No. Daniel Goleman's claim that EQ matters 'more than IQ' is not supported by the research. Joseph and Newman's 2010 meta-analysis found that EQ predicted job performance with a corrected validity of r=0.24-0.59 depending on job type and EQ measure, with the strongest effects in emotionally demanding roles. IQ remains the single strongest predictor of job performance across contexts, with meta-analytic validity estimates around r=0.50. EQ adds incremental validity over cognitive ability in some domains, particularly those involving interpersonal demands, but does not replace or exceed IQ as a general predictor of performance outcomes.

What is the difference between EQ and empathy?

Empathy is one component within emotional intelligence, not synonymous with it. In Salovey and Mayer's four-branch model, perceiving emotions in others (which includes empathic accuracy -- correctly identifying others' emotional states) is the first branch. But EQ also includes using emotions to facilitate cognition, understanding how emotions work and develop, and managing emotions in oneself and others. Someone can be highly empathic (accurate at reading others' emotions) while being poor at regulating their own emotional responses -- this would be high in one EQ branch but low in another.

How do you measure emotional intelligence?

There are two main approaches. Ability-based measures, primarily the Mayer-Salovey-Caruso Emotional Intelligence Test (MSCEIT), present tasks and score responses against expert or consensus standards -- similar in structure to cognitive ability tests. Self-report measures, such as the EQ-i developed by Reuven Bar-On, ask people to rate their own emotional competencies. The two approaches are only weakly correlated (typically r=0.10-0.20), suggesting they are measuring different things. Ability-based measures have stronger construct validity as intelligence measures; self-report measures overlap substantially with personality traits, especially the Big Five dimensions of agreeableness, emotional stability, and extraversion.

What does research say EQ predicts in the workplace?

The 2010 meta-analysis by Joseph and Newman, which corrected earlier analyses for measurement and sampling limitations, found that EQ predicts job performance most strongly in emotionally demanding jobs -- roles requiring frequent interpersonal interaction, emotional labor, or emotional regulation under pressure. In these contexts, ability EQ showed validity around r=0.45-0.59. In jobs low in emotional demands, EQ showed weaker and less consistent predictive validity. Leadership effectiveness is a domain where EQ shows consistent associations across studies.

How does emotional intelligence develop in children?
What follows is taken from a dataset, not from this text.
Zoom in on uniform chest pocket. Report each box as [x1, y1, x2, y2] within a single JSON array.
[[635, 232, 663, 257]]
Emotional intelligence develops through a combination of temperamental endowment and socialization. Research shows that parental emotion coaching -- labeling children's emotions, validating emotional experience, and helping children develop vocabulary for emotional states -- significantly predicts children's later emotional competence. John Gottman's research identified 'emotion coaching' parents as producing children with better emotion regulation, stronger peer relationships, and better academic outcomes. School-based SEL programs (Durlak et al. 2011) demonstrate that the relevant skills can be explicitly taught, with effects persisting beyond the program period.